Çok eski çağlardan beri hayatımızda yer edinen müzik, birbiriyle uyumlu olan bazı seslerin birleşip belirli bir ritim yakalayarak ortaya çıkmasıyla oluşur. Yunancadaki anlamıysa ‘’Perilerin konuştuğu dil’’dir.
Müziğin insan psikolojisine olan etkisi, birçok bilimsel çalışmayla kanıtlanmıştır. Beynin dış dünyayı fark edebilme, zihinde canlandırma gibi yeteneklerini geliştirir. Müzik, beynin neredeyse bütün bölümlerinde etki gösterebilir ve uyarıcı bir yönü vardır. Müzik dinlerken beynimizdeki nükleus akumbens adı verilen zevk merkezi harekete geçer ve iyi hissetmemize yardımcı olan dopamin hormonu salgılanır.

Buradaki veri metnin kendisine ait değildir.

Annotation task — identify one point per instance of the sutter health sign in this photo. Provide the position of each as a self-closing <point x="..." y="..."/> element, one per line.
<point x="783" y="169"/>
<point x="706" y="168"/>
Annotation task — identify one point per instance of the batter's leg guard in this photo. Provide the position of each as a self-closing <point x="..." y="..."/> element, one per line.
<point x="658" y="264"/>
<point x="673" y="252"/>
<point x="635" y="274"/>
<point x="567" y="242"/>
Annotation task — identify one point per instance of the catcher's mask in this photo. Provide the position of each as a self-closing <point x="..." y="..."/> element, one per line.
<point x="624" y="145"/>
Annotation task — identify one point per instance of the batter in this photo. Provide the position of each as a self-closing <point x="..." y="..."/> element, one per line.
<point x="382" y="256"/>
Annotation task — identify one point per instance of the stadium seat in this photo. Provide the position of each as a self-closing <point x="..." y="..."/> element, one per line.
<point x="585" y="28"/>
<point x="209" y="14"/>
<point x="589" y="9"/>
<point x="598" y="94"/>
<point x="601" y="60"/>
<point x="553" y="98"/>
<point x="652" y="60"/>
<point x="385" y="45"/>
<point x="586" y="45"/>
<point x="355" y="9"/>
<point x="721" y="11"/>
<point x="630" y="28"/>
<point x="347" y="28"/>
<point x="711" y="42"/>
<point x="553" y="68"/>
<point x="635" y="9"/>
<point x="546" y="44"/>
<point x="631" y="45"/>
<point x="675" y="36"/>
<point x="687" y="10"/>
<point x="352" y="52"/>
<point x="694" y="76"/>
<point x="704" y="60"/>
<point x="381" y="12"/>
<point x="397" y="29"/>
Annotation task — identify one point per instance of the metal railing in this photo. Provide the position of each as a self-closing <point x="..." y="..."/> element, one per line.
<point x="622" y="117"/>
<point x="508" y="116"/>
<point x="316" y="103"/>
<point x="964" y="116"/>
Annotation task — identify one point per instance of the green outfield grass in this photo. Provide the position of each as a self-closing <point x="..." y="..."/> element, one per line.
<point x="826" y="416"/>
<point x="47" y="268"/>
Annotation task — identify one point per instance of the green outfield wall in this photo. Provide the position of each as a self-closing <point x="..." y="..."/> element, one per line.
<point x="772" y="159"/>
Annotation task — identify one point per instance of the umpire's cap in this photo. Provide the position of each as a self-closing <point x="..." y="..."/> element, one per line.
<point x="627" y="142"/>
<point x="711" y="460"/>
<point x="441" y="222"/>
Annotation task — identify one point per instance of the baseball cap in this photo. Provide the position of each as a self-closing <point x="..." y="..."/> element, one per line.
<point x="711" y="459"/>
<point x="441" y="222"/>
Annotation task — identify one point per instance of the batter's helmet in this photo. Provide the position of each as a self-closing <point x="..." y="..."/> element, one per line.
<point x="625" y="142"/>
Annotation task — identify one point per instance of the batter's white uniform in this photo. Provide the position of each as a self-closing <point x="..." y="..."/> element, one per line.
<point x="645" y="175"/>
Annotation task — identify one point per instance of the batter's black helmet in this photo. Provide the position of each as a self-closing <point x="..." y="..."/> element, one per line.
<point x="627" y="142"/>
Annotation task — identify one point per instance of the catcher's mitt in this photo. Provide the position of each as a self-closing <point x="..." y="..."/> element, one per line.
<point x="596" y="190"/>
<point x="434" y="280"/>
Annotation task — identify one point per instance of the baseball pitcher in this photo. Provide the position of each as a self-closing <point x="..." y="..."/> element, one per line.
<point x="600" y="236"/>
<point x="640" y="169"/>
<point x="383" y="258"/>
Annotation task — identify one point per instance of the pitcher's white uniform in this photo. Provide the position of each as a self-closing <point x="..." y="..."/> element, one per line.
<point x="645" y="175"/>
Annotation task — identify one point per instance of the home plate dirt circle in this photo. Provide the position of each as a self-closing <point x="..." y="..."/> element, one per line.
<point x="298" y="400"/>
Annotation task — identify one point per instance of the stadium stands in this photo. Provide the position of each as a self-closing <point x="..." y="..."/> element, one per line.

Aslında müzik, kişinin hayatına göre şekillenerek ona yol gösterir. Üzgün olan biri hüzünlü şarkılar dinlediğinde daha çok üzülür; mutlu olan biri hareketli şarkılar dinlediğinde daha fazla mutluluk hormonu salgılayarak enerjiyle dolar. Tabi bu biraz da insanın kendi yarattığı psikolojidir. Bunlara ek olarak, sinirliyken dinginleştirici melodiler dinleyen biri sakinleşebilir. Bu konuyla ilgili Platon, “Müzik, insan ruhunu sakinleştiren
, dinginleştiren bir sanattır.” demiştir.
Aynı zamanda müziğin ruh ve sinir hastalıklarında tedavi edici olarak kullanıldığı bilinen bir gerçektir. Müzikle tedavi yöntemi İslamiyet öncesi dönemde başlamış, Selçuklular ve Osmanlılar tarafından da uygulanmaya devam etmiştir. Bu dönemlerde, ruhsal hastalığa sahip bireylerin tedavisinde müziği kullanmak amacıyla gerekli olan akustik sistemine uygun hastaneler yapılmıştır. İlk zamanlarda hekimler, insan nabzının müziğin namelerine ve makamına göre değiştiğini düşündüklerinden nabzın yükselmesi veya düşmesine göre makamlar bulmuşlar ve ona göre tedavi uygulamışlardır. Selçuklu ve Osmanlı dönemlerinde ise hekimler; mutluluk, üzüntü, korku ve heyecan gibi ruhsal durumlara göre melodileri keşfedip hastanın nabzını göz önünde bulundurarak tedavi yöntemleri denemişlerdir.
Sonuç olarak müzik hayatımızın her anında bizimledir. Bazen bize ilham verir, bazen de sorunlarımızın çözülmesine yardımcı olur. Mustafa Kemal Atatürk de “Müziksiz hayat mümkün değildir, çünkü müzik hayatın ta kendisidir.” diyerek müziğin insan yaşamında ne denli etkili olduğunu vurgulamıştır.